Centers for Disease Control and Prevention Director Robert Redfield indicated Thursday that coronavirus deaths in the United States should begin falling by next week as case numbers have continued to decline since late July.
So far since the start of the outbreak, the U.S. has reported more than 5.5 million cases and 170,000 deaths as a result of the virus, according to data compiled by Johns Hopkins University.

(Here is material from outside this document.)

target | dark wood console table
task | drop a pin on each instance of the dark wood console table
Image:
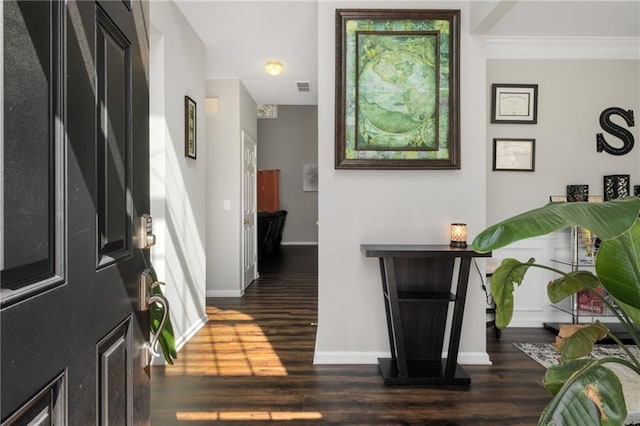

And over the last 24 days, the nation's seven-day average for daily deaths has consistently topped 1,000.
But that number is primed to fall, noted Redfield in an interview with the Journal of the American Medical Association.
"You and I are going to see the cases continue to drop. And then hopefully this week and next week, you're going to start seeing the death rate really start to drop again," he predicted.
When states experience steady declines in case numbers — as several states across the Southern and Western regions of the country have recently — it typically means that death rates will follow.
"It is important to understand these interventions are going to have a lag, that lag is going to be three to four weeks," Redfield continued. "Hopefully this week and next week you're going to start seeing the death rate really start to drop."
Coronavirus Update From the CDC With Robert R. Redfield, MD youtu.be
Redfield said he would like to see the number of daily new deaths fall below 250, which has not happened since the start of the outbreak earlier this year.
In early July, before the start of what Redfield calls the "southern outbreak," the number of daily new deaths fell to roughly 500.
The director added that even as Southern and Western states such as Florida, Texas, and Arizona are improving, there are worrying figures coming out of "Middle America," in states such as Nebraska and Oklahoma.
"We're starting to see some of the cases now in the red zone areas are falling, but if you look at those states that are in what we call the yellow zone, between 5% and 10%, they're not falling, so middle America right now is getting stuck," he said. "This is why it's so important for middle America to recognize the mitigation steps that we talked about, about masks, about social distancing, hand washing, closing bars, being smart about crowds."